J.B.: Sim... mas eu acho, minha opinião, que esta coisa da percepçao que falamos, que é uma coisa muito forte em teu trabalho, e explica muitas coisas, e te aproxima de uma tradição da arte como percepção, as brincadeiras com ilusionismo, com o "
tromp-d'oeil"(mas um "
tromp-d'oeil" às avessas, que não quer levar o olho a perceber como real algo que é imagem, e sim levar o olho a não perceber nem a imagem)... E os textos do Merlau Ponty, mas de uma forma prática, não teorica, como um trabalho que questiona este ilusionismo da arte e a subjetividade da percepção.

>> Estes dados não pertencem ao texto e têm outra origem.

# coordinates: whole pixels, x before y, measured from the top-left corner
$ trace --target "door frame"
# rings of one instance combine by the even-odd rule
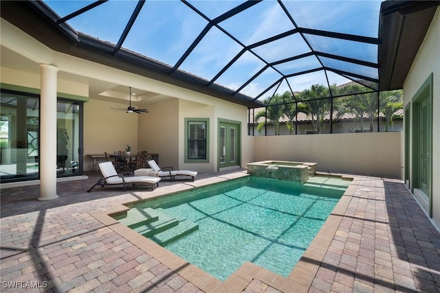
[[[412,99],[411,104],[411,180],[410,187],[414,195],[420,200],[422,206],[432,217],[432,73],[426,79],[420,86],[417,92]],[[429,109],[427,117],[421,117],[421,105],[428,103]],[[423,121],[427,123],[428,132],[425,132],[427,137],[428,150],[430,154],[427,161],[428,168],[428,184],[426,189],[428,194],[426,194],[421,189],[421,130],[422,129]]]
[[[241,122],[239,121],[235,120],[230,120],[222,118],[219,118],[217,119],[217,171],[220,171],[221,165],[220,164],[220,152],[221,151],[220,148],[220,127],[224,126],[224,124],[232,124],[236,126],[236,164],[233,166],[226,166],[224,167],[226,168],[228,167],[240,167],[241,165]]]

J.V.: Tenho me interessado muito no zen-budismo... na experiencia do
Fluxus e do
mono-ha, dois grupos que pegam essa questão da percepçao passando pela vertente do perceber ao redor, perceber as sutilezas e potencialidades da vida, da rotina... Ponty diz que a tarefa da pintura sempre foi a da percepção das coisas ou algo parecido, e também o Wittgenstein, tem muito a ver com o que estou procurando em minha pintura. O Wittgenstein me interessa muito pela questao da palavra, a possibilidade da imagem pela palavra, você já viu minhas telas que sao apenas frases?
J.B.: Sim, vi no teu ateliê, gosto.
J.V.: Ali o jogo é a imagem no observador, literalmente falando...
J.B.: Mas, em minha opiniao, nestas telas o assunto fica mais disperso, pois já se pensa em Kosuth, nos conceituais, o que é outra historia...
J.V.: Confesso que o meu pânico ao escrever minha monografia é conseguir amarrar todos esses fios soltos... Na verdade nessas telas lido com fragmentos de percepção, com a memoria do observador...
J.B.: É realmente um paradoxo, pois nas telas com frases, palavras, o referecial é o conceitual, os anos 1970; já nas telas com tinta invisivel, ou no trabalho do Projeto Apartamento, a situacao da percepção fica mais evidente, mais limpa, eu acho.
J.V.: Não penso em um questionamento de bases conceituais sobre o objeto... o que está em jogo, para mim, é a imagem, aliás sempre esta em jogo, em meu trabalho, a imagem e sua percepção... Sobre esta questão de identidade plástica que discutimos, acho que o que está presente nos meus trabalhos não é a visualidade que os torna coerentes e sim a poética... o rastro de construção... percebo neles um interesse em relaçao ao "como", a fatura, a mostra ou o processo de formação de imagem se desenvolvendo no embate com o observador
J.B.: Sim, mas os teus trabalhos com palavras remetem diretamente ao conceitual... quando você nao usa palavras, ou submerge as palavras em negro, na minha opiniao, está transitando mais no teu assunto verdadeiro... E a fatura influencia sim, muito, a percepção, mas se o artista nao tem um conceito forte, a fatura por si só fica vazia, cai no decorativo... por outro lado, se o artista só usa o conceito, e não usa a técnica, a fatura, o trabalho fica frio, melhor seria utilizar aquelas coisas frias do conceitualismo dos anos 1970.
J.V.: Se bem que seria bonito uma cadeira velha com cara de gasta encostada no canto de uma galeria branquinha, do
White Cube, seria bonito perceber os desgastes da cadeira em relação a pureza e à permanência desse branco da parede... talvez bem piada infame...
J.B: Jimson, mas aí já estamos na dança das cadeiras, a do Gauguin, a do Van Gogh, a do Matisse com a odalisca, as de design do Philippe Stark... o importante é que esta instalação que você imaginou e descreve (a cadeira velha no Cubo Branco) também é um exercício de percepção, coerente com o restante do teu trabalho, o que você acha?